Opinion: Build Housing, Not Expressways

As it rebuilds the Gardiner Expressway, Toronto could use the opportunity to create more real estate for affordable housing.

February 19, 2021, 5:00 AM PST

By Diana Ionescu @aworkoffiction

CN Tower rises above Gardiner Expressway on Toronto Waterfront

George Socka / Wikimedia Commons

As it finalizes its 2021 budget, the city of Toronto will award the contracts to finish the Gardiner Expressway reconstruction project, with options to rebuild an elevated expressway or get more creative with the use of land in Toronto's dense downtown. In a piece for the Globe and Mail, Alex Bozikovic argues that combining the eastern end of the expressway with Lake Shore Boulevard "would open up more than five acres of land for a new neighbourhood, which could generate $500-million in land sales and development charges," generating "enough to build hundreds of units of affordable housing."

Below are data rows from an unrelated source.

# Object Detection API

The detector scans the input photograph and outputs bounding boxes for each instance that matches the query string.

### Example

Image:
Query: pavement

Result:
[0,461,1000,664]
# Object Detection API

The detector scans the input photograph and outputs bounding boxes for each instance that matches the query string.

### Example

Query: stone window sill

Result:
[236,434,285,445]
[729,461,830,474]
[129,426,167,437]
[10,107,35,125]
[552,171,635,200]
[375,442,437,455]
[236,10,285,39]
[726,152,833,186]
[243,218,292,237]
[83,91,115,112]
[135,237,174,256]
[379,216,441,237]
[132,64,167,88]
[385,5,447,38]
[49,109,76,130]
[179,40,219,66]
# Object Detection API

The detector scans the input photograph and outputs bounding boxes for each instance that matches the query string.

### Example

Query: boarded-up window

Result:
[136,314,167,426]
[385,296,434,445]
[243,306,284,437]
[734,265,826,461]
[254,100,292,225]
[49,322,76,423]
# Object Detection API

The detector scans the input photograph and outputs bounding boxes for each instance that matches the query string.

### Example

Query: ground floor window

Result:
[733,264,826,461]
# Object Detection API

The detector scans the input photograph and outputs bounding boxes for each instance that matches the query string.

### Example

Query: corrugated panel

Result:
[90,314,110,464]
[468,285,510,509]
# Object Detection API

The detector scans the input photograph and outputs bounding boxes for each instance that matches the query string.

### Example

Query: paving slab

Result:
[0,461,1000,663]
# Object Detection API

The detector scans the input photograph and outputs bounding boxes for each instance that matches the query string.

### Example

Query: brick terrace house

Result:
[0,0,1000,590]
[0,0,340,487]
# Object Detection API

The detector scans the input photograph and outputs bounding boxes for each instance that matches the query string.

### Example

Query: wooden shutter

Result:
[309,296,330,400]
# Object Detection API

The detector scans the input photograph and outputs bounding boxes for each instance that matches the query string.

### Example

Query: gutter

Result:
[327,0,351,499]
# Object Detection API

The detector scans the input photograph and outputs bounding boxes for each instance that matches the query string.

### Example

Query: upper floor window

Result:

Despite the benefits promised by the "boulevard" plan, which would merge the expressway with Lake Shore Boulevard for a short segment and cost significantly less, the city council opted for a "hybrid" option that opens up far less land for new development. "That extra acreage is now worth roughly $450-million, according to Jeremiah Shamess, a vice-president at Colliers Canada who specializes in development land." The speculative proposal used for this analysis "imagines 6.5 million square feet of buildings in this area, with 8,000 homes housing 15,000 people and a mix of other uses."

With 200,000 more people expected to move into downtown Toronto in the next two decades, Bozikovic argues that Gardiner East, with its density and proximity to transit, is "a fine place to plan a postpandemic urban neighbourhood."